I really took to heart Rev. Jim’s sermon this Sunday about treating anger  (which is actually fear at its root) with compassion.  Rather than shaming it, hiding it,  ignoring it, or berating it,  Rev. Jim  had a suggestion from  Thich Nhat Hanh’s  book  Anger.  Hanh recommends that you care for  your baby “Anger” as a loving mother would care for her baby.   You would listen for its cries and stop what you are doing and go to comfort your Anger.  You would embrace Anger tenderly as if you were a mother holding her sweet baby.   Your motherly love would radiate and penetrate baby Anger, soothing and calming it. Baby Anger is relieved significantly just by your presence and attention to its discomfort.  As a caring and concerned mother would try to find out the cause of Anger’s discomfort to eliminate it, so would  we  give mindful presence to our anger and allow its root cause of fear and confusion to surface and be dispelled.  If Darkness is the absence of light, and Love is the absence of fear, according to the Course in Miracles, it makes perfect sense to me that Love’s presence can dissipate our fear and anger in the same way that turning on a light in a dark room dissipates the darkness.

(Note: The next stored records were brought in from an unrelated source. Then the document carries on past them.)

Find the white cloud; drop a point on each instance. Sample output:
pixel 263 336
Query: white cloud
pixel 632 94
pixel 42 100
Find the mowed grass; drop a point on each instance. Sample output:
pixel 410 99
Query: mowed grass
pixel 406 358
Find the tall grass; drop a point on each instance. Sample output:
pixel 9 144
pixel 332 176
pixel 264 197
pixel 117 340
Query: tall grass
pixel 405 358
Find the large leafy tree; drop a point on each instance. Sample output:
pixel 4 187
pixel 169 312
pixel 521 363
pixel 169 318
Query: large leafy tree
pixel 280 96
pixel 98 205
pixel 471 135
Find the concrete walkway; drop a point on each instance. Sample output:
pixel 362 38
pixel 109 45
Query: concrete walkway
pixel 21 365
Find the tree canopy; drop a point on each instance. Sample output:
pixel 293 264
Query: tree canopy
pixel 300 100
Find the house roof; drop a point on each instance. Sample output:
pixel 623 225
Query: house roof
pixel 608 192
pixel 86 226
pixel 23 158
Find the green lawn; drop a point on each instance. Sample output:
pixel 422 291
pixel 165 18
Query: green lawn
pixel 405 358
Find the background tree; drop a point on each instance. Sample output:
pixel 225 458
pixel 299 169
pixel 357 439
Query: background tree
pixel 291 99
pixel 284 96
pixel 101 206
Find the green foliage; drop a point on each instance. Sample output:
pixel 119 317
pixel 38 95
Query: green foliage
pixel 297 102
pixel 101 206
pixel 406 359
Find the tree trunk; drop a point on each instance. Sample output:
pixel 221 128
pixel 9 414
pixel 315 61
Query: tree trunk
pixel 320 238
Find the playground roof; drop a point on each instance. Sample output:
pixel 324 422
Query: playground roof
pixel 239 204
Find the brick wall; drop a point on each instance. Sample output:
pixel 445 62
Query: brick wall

This idea of treating anger with attention and compassion so grabbed my attention this Sunday that I began practicing treating any unwanted emotion or reaction using Thich Nhat Hanh’s  prescription of compassionate presence.  It is so easy for me to visualize loving and holding an innocent and vulnerable baby while calming it and tending to its needs.  For my purposes, the unwanted reaction didn’t have to be named Anger for this compassion technique to work.  It could be any of its manifestations such as moodiness, knots in my stomach, or self-judgment that I don’t initially recognize as being Anger.  But tending to the unwanted reaction with the light and presence of compassion allowed it to show itself to me eventually as anger or fear, and then begin to  dissipate it..   If the idea interests you, listen to the  Rev. Jim’s sermon for Sept.  21 on Unity Church in Albany’s website.

Ah, Unity! You’ve just got to love it!